From 660659123827b13b51fd329d3d4bf7175276e1eb Mon Sep 17 00:00:00 2001
From: zhuwenxing <wenxing.zhu@zilliz.com>
Date: Wed, 24 Nov 2021 11:57:15 +0800
Subject: [PATCH] [skip ci]Update chaos test (#12206)

Signed-off-by: zhuwenxing <wenxing.zhu@zilliz.com>
---
 .github/workflows/pod-failure-chaos-test.yaml |  8 ++++--
 .github/workflows/pod-kill-chaos-test.yaml    | 19 +++++++++-----
 tests/python_client/chaos/chaos_test.sh       | 26 +++++++++++--------
 tests/python_client/chaos/run.sh              |  8 ++++++
 .../chaos/scripts/hello_milvus.py             |  2 +-
 5 files changed, 42 insertions(+), 21 deletions(-)
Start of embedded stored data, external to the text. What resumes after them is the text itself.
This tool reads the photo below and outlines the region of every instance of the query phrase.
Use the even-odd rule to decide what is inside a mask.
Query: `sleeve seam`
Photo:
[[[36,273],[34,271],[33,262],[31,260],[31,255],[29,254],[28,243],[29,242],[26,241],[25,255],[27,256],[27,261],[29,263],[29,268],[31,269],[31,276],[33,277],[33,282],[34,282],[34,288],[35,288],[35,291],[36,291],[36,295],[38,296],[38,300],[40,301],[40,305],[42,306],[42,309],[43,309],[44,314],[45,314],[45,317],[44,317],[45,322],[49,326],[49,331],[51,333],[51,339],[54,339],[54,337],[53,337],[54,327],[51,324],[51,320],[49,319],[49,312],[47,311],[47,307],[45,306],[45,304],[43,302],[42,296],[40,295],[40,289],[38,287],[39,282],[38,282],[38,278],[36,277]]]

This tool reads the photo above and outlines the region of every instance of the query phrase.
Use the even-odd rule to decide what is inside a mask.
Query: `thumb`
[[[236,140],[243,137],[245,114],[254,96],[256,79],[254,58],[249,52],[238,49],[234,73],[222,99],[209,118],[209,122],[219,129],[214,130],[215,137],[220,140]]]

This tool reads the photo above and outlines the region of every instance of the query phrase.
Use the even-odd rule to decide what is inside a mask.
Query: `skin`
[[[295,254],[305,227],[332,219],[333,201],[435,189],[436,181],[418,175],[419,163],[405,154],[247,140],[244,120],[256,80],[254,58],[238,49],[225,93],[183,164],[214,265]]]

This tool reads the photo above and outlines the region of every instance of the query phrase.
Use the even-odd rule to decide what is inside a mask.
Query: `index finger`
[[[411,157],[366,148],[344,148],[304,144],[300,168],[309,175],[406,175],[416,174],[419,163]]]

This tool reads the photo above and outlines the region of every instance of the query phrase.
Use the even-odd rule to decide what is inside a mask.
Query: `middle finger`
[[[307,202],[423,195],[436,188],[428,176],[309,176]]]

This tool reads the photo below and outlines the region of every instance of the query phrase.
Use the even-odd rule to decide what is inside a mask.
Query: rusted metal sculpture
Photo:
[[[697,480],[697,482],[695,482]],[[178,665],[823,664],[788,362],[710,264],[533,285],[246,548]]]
 create mode 100644 tests/python_client/chaos/run.sh

diff --git a/.github/workflows/pod-failure-chaos-test.yaml b/.github/workflows/pod-failure-chaos-test.yaml
index 3d5964a445..0a990d9d23 100644
--- a/.github/workflows/pod-failure-chaos-test.yaml
+++ b/.github/workflows/pod-failure-chaos-test.yaml
@@ -86,7 +86,7 @@ jobs:
           sed -i "s/ALL_CHAOS_YAMLS =.*/ALL_CHAOS_YAMLS = \'chaos_${{ matrix.pod }}_pod_failure.yaml\'/g" constants.py
           sed -i "s/CHAOS_DURATION =.*/CHAOS_DURATION = 80/g" constants.py
           cat constants.py
-          pytest -s -v test_chaos.py --host 127.0.0.1
+          pytest -s -v test_chaos.py --host 127.0.0.1 --log-cli-level=INFO
 
       - name: Milvus E2E Test
         timeout-minutes: 5
@@ -95,6 +95,8 @@ jobs:
         working-directory: tests/python_client/chaos
         run: |
           kubectl get pod -n chaos-testing
+          kubectl wait --for=condition=Ready pod -l app.kubernetes.io/instance=milvus-chaos -n chaos-testing --timeout=360s
+          kubectl wait --for=condition=Ready pod -l release=milvus-chaos -n chaos-testing --timeout=360s          
           python hello_milvus.py
 
       - name: Data Consist Test
@@ -103,7 +105,7 @@ jobs:
         shell: bash
         working-directory: tests/python_client/chaos
         run: |
-          pytest -s -v test_chaos_data_consist.py --host 127.0.0.1
+          pytest -s -v test_chaos_data_consist.py --host 127.0.0.1 --log-cli-level=INFO
 
       - name: Milvus E2E Test
         timeout-minutes: 5
@@ -112,6 +114,8 @@ jobs:
         working-directory: tests/python_client/chaos
         run: |
           kubectl get pod -n chaos-testing
+          kubectl wait --for=condition=Ready pod -l app.kubernetes.io/instance=milvus-chaos -n chaos-testing --timeout=360s
+          kubectl wait --for=condition=Ready pod -l release=milvus-chaos -n chaos-testing --timeout=360s          
           python hello_milvus.py
 
       - name: Export logs
diff --git a/.github/workflows/pod-kill-chaos-test.yaml b/.github/workflows/pod-kill-chaos-test.yaml
index 992f5bb343..f00e7d65b3 100644
--- a/.github/workflows/pod-kill-chaos-test.yaml
+++ b/.github/workflows/pod-kill-chaos-test.yaml
@@ -85,13 +85,13 @@ jobs:
           sed -i "s/TESTS_CONFIG_LOCATION =.*/TESTS_CONFIG_LOCATION = \'chaos_objects\/pod_kill\/'/g" constants.py
           sed -i "s/ALL_CHAOS_YAMLS =.*/ALL_CHAOS_YAMLS = \'chaos_${{ matrix.pod }}_pod_kill.yaml\'/g" constants.py
           cat constants.py
-          timeout 14m pytest -s -v test_chaos.py --host 127.0.0.1 || echo "chaos test failed"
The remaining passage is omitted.